Через несколько десятилетий, в других исторических условиях, особую роль в малой войне стал играть новый тип авиации — вертолетная. В Афганистане от своевременного прибытия вертолетов зависели не только доставка грузов, огневая поддержка наземных войск, но, в первую очередь, эвакуация раненых и убитых, спасение людей из, казалось бы, безвыходных ситуаций. Действовала там и воздушная разведка. А вот истребителям в небе Афганистана делать было практического нечего ввиду отсутствия вражеских самолетов, хотя отдельные иногда залетали с территории Пакистана. Зато велика была роль штурмовой и бомбардировочной авиации: с количеством и качеством их ударов по вражеским объектам напрямую были связаны потери других родов войск.
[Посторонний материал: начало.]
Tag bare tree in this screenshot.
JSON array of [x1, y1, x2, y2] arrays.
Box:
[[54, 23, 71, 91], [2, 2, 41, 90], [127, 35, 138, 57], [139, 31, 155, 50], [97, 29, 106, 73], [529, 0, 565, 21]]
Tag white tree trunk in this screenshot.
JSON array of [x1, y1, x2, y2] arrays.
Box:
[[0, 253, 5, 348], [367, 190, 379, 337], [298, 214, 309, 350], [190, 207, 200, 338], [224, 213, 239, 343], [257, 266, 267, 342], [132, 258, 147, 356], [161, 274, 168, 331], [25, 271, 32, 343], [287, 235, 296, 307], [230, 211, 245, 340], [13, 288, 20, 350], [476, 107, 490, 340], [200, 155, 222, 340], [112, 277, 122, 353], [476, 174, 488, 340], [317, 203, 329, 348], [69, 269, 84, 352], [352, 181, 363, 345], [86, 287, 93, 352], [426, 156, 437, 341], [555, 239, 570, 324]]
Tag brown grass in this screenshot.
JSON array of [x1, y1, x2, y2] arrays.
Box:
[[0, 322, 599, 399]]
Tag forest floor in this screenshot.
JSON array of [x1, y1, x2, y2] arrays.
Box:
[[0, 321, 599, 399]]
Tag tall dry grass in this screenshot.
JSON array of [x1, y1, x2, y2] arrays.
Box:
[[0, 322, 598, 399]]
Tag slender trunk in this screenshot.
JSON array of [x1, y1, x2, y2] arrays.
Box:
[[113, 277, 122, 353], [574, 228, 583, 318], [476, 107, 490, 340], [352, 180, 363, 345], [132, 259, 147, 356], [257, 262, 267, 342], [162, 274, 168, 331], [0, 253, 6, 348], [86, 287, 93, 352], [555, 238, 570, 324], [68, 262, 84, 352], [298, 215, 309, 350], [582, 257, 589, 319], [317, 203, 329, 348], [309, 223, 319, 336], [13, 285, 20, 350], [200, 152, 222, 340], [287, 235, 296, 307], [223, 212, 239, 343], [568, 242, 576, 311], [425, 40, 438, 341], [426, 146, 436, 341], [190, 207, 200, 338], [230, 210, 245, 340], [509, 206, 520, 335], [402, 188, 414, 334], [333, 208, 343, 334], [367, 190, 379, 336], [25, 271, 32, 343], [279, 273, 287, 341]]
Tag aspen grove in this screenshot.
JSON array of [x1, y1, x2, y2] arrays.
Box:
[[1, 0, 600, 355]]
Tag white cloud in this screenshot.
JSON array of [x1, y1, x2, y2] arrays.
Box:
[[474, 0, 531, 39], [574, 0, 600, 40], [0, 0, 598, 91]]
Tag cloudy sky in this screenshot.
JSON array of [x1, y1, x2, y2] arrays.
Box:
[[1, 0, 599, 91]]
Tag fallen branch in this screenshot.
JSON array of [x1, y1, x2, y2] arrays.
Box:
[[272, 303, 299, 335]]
„У нас была особенность та, что авиация — это офицерский вид войск, вспоминает полковник Ю. Т. Бардинцев. — Трудности, они везде есть. Но что-то такое окопное — это уже не у нас“. Внутри авиации, по его словам, какого-то психологического деления на летающую „элиту“ и аэродромную „обслугу“ не существовало. Напротив, у летчиков ощущение было такое, что огромное количество людей, подвозивших на аэродром горючее и средства поражения, разгружавших колонны, готовивших технику к полету, „работало на тебя, чтобы ты выполнил боевую задачу, и если ты задачу не выполнил, появлялось чувство вины перед ними“.[361]
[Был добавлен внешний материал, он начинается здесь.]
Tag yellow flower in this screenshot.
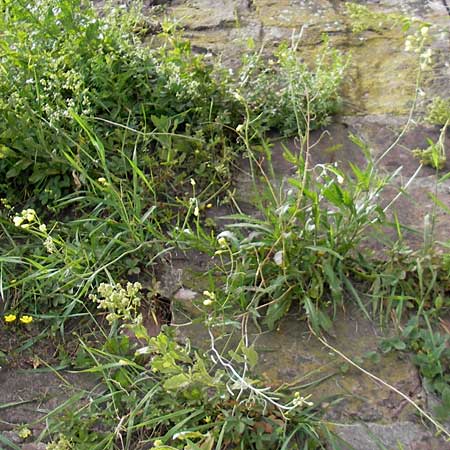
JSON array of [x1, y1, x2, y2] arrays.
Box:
[[217, 237, 227, 248], [206, 203, 213, 209], [4, 314, 16, 323], [19, 315, 33, 324], [18, 427, 32, 439]]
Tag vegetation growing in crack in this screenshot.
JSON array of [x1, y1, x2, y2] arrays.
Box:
[[0, 1, 449, 449]]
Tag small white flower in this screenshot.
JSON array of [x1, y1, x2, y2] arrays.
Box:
[[422, 48, 432, 59], [24, 209, 36, 222], [292, 392, 314, 408], [13, 216, 24, 227], [273, 250, 283, 266], [217, 231, 236, 244], [44, 236, 57, 254], [404, 38, 413, 52], [203, 290, 216, 300]]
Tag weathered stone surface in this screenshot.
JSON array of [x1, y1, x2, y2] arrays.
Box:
[[21, 444, 47, 450], [0, 369, 96, 437], [172, 295, 424, 420], [170, 0, 237, 30], [165, 0, 450, 115], [333, 421, 444, 450]]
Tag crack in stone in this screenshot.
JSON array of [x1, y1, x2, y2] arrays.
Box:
[[443, 0, 450, 15], [246, 0, 255, 12]]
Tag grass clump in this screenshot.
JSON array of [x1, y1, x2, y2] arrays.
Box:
[[0, 0, 346, 210], [0, 0, 238, 207], [198, 155, 389, 332]]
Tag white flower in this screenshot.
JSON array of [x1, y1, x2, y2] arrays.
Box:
[[292, 392, 314, 408], [24, 209, 36, 222], [217, 231, 236, 245], [13, 216, 24, 227], [404, 37, 413, 52], [273, 250, 283, 266], [203, 290, 216, 300], [44, 236, 57, 254]]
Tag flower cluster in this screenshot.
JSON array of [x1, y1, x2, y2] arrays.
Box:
[[13, 209, 37, 228], [4, 314, 33, 324], [202, 290, 216, 306], [426, 96, 450, 126], [291, 392, 314, 409], [89, 282, 143, 325], [404, 26, 432, 71]]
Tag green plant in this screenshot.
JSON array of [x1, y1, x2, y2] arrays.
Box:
[[0, 119, 167, 320], [381, 316, 450, 420], [178, 131, 402, 332], [344, 2, 415, 33], [237, 37, 346, 136], [42, 317, 333, 450], [0, 0, 238, 208], [426, 97, 450, 126], [413, 120, 448, 169], [0, 0, 349, 327]]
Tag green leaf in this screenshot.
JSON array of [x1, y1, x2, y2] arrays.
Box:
[[163, 373, 191, 391], [173, 431, 204, 441], [304, 297, 332, 333], [393, 340, 406, 351], [242, 345, 259, 369], [264, 297, 292, 330]]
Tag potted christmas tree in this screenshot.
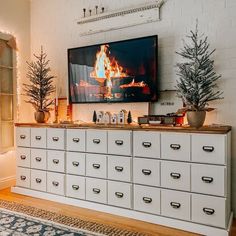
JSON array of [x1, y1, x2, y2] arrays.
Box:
[[176, 23, 223, 128], [23, 47, 55, 123]]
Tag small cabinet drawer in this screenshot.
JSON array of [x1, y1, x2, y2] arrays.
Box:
[[47, 150, 65, 173], [192, 134, 226, 165], [107, 130, 132, 156], [47, 128, 65, 150], [133, 131, 160, 158], [31, 169, 46, 192], [47, 172, 65, 196], [108, 155, 131, 182], [31, 128, 47, 148], [66, 152, 85, 176], [16, 148, 30, 168], [161, 133, 190, 161], [108, 181, 132, 209], [86, 129, 107, 154], [86, 178, 107, 204], [86, 154, 107, 178], [16, 167, 30, 188], [133, 158, 160, 187], [161, 161, 190, 191], [31, 149, 47, 170], [161, 189, 191, 221], [66, 175, 85, 200], [191, 164, 226, 196], [66, 129, 86, 152], [192, 194, 227, 228], [134, 185, 161, 215], [16, 127, 30, 147]]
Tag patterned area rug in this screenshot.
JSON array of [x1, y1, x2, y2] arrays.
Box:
[[0, 208, 97, 236], [0, 200, 146, 236]]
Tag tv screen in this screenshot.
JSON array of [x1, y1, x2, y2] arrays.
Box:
[[68, 35, 158, 103]]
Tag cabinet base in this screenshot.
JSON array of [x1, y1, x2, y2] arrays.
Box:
[[11, 186, 233, 236]]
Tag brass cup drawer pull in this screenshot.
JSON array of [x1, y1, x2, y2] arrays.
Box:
[[170, 202, 181, 209], [20, 155, 26, 160], [20, 135, 26, 139], [52, 181, 59, 187], [170, 144, 181, 150], [115, 166, 124, 172], [93, 163, 100, 169], [52, 137, 59, 142], [93, 139, 101, 144], [143, 197, 152, 203], [73, 138, 80, 143], [142, 142, 152, 148], [35, 136, 42, 140], [93, 188, 100, 194], [115, 140, 123, 145], [170, 172, 181, 179], [35, 157, 42, 162], [53, 159, 59, 164], [36, 178, 42, 183], [115, 192, 124, 198], [202, 146, 214, 152], [203, 207, 215, 215], [20, 175, 26, 181], [202, 176, 214, 183], [72, 161, 79, 167], [142, 169, 152, 175], [72, 185, 80, 190]]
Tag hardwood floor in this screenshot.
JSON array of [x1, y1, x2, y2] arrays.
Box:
[[0, 188, 234, 236]]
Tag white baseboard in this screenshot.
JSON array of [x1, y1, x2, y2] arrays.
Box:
[[0, 176, 15, 190], [11, 186, 233, 236]]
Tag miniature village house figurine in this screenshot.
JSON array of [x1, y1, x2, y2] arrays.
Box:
[[118, 109, 127, 124], [104, 111, 111, 124], [97, 111, 104, 124], [111, 113, 118, 124]]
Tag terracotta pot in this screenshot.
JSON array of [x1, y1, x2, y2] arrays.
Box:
[[34, 111, 50, 123], [187, 111, 206, 128]]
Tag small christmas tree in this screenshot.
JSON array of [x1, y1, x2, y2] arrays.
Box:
[[93, 110, 97, 123], [176, 22, 223, 111], [127, 111, 132, 124], [23, 47, 55, 113]]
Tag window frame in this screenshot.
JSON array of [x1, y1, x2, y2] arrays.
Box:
[[0, 32, 17, 153]]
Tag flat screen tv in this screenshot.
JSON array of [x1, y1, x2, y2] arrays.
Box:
[[68, 35, 158, 103]]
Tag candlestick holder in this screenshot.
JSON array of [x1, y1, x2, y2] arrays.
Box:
[[54, 105, 59, 123]]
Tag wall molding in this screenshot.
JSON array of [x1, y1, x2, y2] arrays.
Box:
[[0, 176, 15, 190]]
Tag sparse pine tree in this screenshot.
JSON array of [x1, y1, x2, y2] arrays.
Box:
[[127, 111, 132, 124], [176, 22, 223, 111], [93, 110, 97, 123], [23, 47, 55, 112]]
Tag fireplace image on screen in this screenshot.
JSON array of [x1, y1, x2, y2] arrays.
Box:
[[68, 35, 158, 103]]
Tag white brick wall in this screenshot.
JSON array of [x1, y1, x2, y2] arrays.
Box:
[[30, 0, 236, 212]]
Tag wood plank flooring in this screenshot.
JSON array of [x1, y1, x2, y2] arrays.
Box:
[[0, 188, 234, 236]]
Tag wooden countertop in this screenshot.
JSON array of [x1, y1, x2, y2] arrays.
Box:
[[15, 122, 232, 134]]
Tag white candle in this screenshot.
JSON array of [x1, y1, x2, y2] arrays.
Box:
[[56, 82, 58, 106]]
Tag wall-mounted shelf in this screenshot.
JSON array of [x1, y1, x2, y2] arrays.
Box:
[[77, 0, 164, 36]]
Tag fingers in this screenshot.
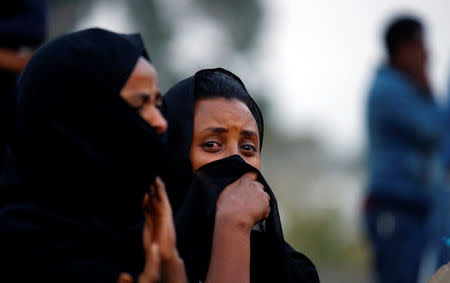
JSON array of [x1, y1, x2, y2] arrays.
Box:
[[142, 176, 169, 216], [142, 193, 156, 226], [234, 171, 270, 206], [245, 175, 271, 220], [242, 172, 265, 190], [262, 192, 271, 218], [263, 191, 271, 203], [154, 177, 170, 206], [241, 171, 258, 181], [150, 177, 173, 220], [118, 273, 133, 283], [254, 181, 265, 192], [142, 220, 153, 254], [142, 193, 150, 213]]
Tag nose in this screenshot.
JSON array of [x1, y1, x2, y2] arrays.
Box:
[[141, 106, 168, 134], [151, 109, 168, 134], [226, 144, 240, 157]]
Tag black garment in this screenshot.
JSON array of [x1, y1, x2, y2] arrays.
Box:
[[0, 0, 47, 173], [0, 28, 162, 282], [162, 68, 320, 283], [0, 0, 47, 48], [177, 155, 320, 283]]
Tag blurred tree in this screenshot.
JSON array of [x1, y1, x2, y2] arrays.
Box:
[[128, 0, 262, 90], [195, 0, 262, 51], [47, 0, 262, 92]]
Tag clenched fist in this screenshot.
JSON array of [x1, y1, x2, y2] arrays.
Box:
[[215, 172, 271, 232]]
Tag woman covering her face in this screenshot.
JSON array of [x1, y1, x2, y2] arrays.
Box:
[[0, 28, 180, 282], [162, 68, 320, 283]]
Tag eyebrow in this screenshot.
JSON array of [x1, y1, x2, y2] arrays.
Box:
[[202, 127, 228, 133], [202, 127, 258, 139], [241, 129, 258, 139]]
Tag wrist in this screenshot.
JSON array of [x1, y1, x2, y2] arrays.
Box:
[[207, 213, 252, 283], [160, 249, 182, 265], [161, 252, 187, 283], [215, 210, 253, 235]]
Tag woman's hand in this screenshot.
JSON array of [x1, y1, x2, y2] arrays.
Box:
[[143, 177, 177, 263], [142, 177, 187, 283], [117, 241, 160, 283], [205, 172, 269, 283], [118, 177, 187, 283], [215, 172, 271, 233], [137, 221, 161, 283]]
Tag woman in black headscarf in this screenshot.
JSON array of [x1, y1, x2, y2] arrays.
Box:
[[0, 28, 184, 282], [162, 68, 320, 283]]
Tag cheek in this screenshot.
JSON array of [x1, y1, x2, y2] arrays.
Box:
[[245, 155, 261, 170], [189, 146, 224, 171], [190, 143, 262, 171]]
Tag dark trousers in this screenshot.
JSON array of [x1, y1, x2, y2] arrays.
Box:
[[365, 207, 426, 283]]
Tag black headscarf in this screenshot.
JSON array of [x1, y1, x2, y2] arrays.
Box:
[[0, 28, 163, 282], [162, 68, 320, 283], [161, 68, 263, 213]]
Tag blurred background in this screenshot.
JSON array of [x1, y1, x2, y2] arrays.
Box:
[[45, 0, 450, 282]]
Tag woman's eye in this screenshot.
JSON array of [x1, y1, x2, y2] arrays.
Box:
[[241, 144, 256, 154], [202, 141, 221, 152], [141, 95, 150, 104], [205, 141, 215, 148], [129, 104, 142, 112]]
При этом наиболее остро ощущалась вина перед теми, кто доставлял топливо, перевозил горюче-смазочные материалы. По свидетельству многих ветеранов Афганистана — десантников, разведчиков, то есть представителей самых уважаемых и героических военных профессий, — именно служба военных водителей была связана с наибольшей опасностью и риском для жизни.
„Самое страшное было — это когда „наливников“ сопровождали. Я, например, понимаю, что это такое, — вспоминает майор П. А. Попов. — Там, в Афганистане, их называли „смертники“. Одна пуля — и все… Там такой факел, что в радиусе 100 метров первые тридцать секунд воздуха нет, все выгорает, люди задыхаются… А в телевизоре показывают, что если горит бензовоз, подъезжает танк и спихивает его с дороги. Это такая лирика…“.[362]
Не было у авиации и какого-то психологического антагонизма с пехотой: были взаимопомощь и взаимозависимость, „чувство, что все мы едины и находимся в одной упряжке“. Это объяснялось тем, что „авиация чаще всего работает в интересах наземных войск и совместно с наземными войсками“. Для нанесения точного удара по цели требовалась грамотная работа авианаводчиков, специально обученных людей из самих наземных войск.
„Иногда расстояние между нашими войсками и войсками противника было всего 100, 200, 300 или 500 метров. Оказание помощи нашим в таких условиях — большой риск и большая ответственность: можно было нанести удар не по противнику, а по своим войскам, — отмечает Ю. Т. Бардинцев. — Выполнение общей задачи зависело от того, как налажена взаимосвязь авиации с наземными войсками“.[363]